= James Nuttall (runner) =

James Nuttall (29 December 1840 – February 1907) was a professional British runner, who broke several records, and is regarded as "one of the best sprinters and quarter milers in England in the 1860s". During his thirteen-year career, Nuttall ran 440 yards in 51.5 seconds, and ran the half-mile in a world's best time of 1:55.5.

Born in Reddish, Lancashire, Nuttall was the maternal grandson of mill-owner Issachar Thorp, who was heir to the Thorp dynasty of apothecaries and calico printing factories in Manchester.

Described as "compact, agile and powerful of limb", Nuttall easily won races ranging from 600 yards to half a mile. In 1859, Nuttall became the first Briton to run a quarter mile in fifty-one seconds. In Manchester in 1864, he ran 600 yards in 1:13, setting a world record, and defeating the favourite Siah Albison.

On 19 August 1865, Nuttall was among 'the great milers of the 1860s' who were gathered at Manchester's Royal Oak Grounds to compete for the title of Champion Miler of the World, as well as the Mile Championship Cup. Nuttall led the first two laps in sixty seconds, then hit the half-mile mark in an unprecedented 2:05.5. The crowd cheered him on, but Nuttall's pace was unsustainable. The race was eventually won by William Lang. Nuttall failed to finish the race, which suggests that he was only ever supposed to act as a pacemaker.

In 1867, at Manchester's Copenhagen Grounds, Nuttall beat Scottish runner Robert McInstray's existing half-mile world record, beating John Fleet with 1:55.5. This record stood for four years, until Irishman Frank Hewitt beat it by less than a second.

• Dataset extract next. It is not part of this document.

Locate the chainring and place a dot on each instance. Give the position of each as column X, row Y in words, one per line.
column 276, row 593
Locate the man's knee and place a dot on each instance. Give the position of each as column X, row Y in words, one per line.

Nuttall and his first wife, Elizabeth Brookfield, were married at Manchester Cathedral on 11 August 1866. When his running career ended, Nuttall and his second wife moved to Ainsworth Street in Gorton (next door to Belle Vue Zoological Gardens), where he became a clogger. Nuttall's son Stephen later became a prominent trade union leader in North West England.